Do you ever find yourself mentally totting-up how much your inherited bits of valuables might pull in if ever you needed to sell them?
Maybe a few thousand for that wonderful armoire that’s been in the family for a few generations or even more for a fantastic silver tureen and cutlery caddy?
Well, just get the facts and figures first before you try to liquidate these ‘assets’. You could be surprised.
We recently surveyed our MoneyMagpie readers about how much they had pulled in when they sold their ‘valuables’ to bring in some cash and the results weren’t joyous. Three in four of them had flogged something old online to make a quick buck without knowing how much it was worth, while one in three admitted they could probably have got more with the right research. Some Lovejoy types must be rubbing their hands with glee.
But the problem is that we really don’t know what our possessions are worth because their value keeps changing and things that you thought would see you comfortably into your old age can end up costing you money to get rid of.
Who would have thought 30 years ago that the beautifully-carved, oak furniture made by top craftsmen would be as popular today as a pork chop at a Bar Mitzvah?
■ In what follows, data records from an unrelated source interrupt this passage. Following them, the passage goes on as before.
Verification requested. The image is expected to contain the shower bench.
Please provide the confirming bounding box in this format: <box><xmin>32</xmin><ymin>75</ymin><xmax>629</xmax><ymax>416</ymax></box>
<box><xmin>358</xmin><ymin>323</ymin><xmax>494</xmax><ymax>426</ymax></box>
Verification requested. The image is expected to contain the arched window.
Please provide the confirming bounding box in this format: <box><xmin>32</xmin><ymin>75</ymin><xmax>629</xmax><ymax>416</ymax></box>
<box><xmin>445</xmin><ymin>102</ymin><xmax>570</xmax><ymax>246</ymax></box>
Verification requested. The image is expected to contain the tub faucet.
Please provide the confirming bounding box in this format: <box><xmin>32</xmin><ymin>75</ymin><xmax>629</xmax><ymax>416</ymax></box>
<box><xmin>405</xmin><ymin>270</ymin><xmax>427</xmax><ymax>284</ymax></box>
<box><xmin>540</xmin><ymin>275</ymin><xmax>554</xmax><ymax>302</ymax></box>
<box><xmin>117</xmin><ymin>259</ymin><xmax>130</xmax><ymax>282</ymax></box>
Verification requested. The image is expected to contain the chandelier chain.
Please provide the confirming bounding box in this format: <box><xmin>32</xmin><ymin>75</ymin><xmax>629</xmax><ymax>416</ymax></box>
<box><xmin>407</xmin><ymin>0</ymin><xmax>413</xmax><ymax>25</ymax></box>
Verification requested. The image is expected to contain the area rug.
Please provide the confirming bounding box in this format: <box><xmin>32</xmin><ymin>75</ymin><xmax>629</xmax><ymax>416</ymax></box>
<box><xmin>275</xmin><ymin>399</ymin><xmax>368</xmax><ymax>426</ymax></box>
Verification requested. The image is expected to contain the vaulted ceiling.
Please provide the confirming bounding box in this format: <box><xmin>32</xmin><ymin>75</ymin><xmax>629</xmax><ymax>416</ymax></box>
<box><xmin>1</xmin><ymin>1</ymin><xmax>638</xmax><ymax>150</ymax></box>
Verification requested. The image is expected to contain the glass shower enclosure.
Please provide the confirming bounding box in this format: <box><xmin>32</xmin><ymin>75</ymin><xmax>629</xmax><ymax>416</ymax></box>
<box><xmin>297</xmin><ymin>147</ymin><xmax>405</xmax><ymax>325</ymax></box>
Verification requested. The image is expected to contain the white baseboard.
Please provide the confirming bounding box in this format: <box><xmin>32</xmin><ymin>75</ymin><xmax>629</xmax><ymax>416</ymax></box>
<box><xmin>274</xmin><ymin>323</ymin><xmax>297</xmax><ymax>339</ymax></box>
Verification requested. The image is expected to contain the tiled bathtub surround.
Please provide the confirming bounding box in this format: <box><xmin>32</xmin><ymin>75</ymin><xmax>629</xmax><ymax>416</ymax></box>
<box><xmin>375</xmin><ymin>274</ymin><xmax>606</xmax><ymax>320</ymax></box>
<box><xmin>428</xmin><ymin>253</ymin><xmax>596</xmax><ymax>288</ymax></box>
Cut glass goblets might as well hold your dentures for all the worth they now have. As for china, the Limoges table service sets that used to be the very definition of what you use ‘for best’ have now been pushed off the shelf by competition from new ranges by IKEA, Next and M&S, for goodness sake.
“People nowadays don’t learn history so they’re not interested in genuine antiques anymore,” grumbles an antiques dealer from London’s Gray’s Antiques. “It’s vintage they want – anything from the 1950s onwards.”
It’s true. A recent report by classified website Gumtree finds that the items in our homes that could give us a comfortable retirement are not the silver candlesticks from Great Grandma but the plastic bits of tat in the playroom, such as Power Rangers Dino Charge, Harry Potter Lego, and Bratz, as well as first edition Game of Thrones books or board games such as Jumanji. It’s also the gadgets about the home, such as your Dyson Supersonic hairdryer, your Amazon Echo (does yours even work?) and your Emma Bridgewater portable radio.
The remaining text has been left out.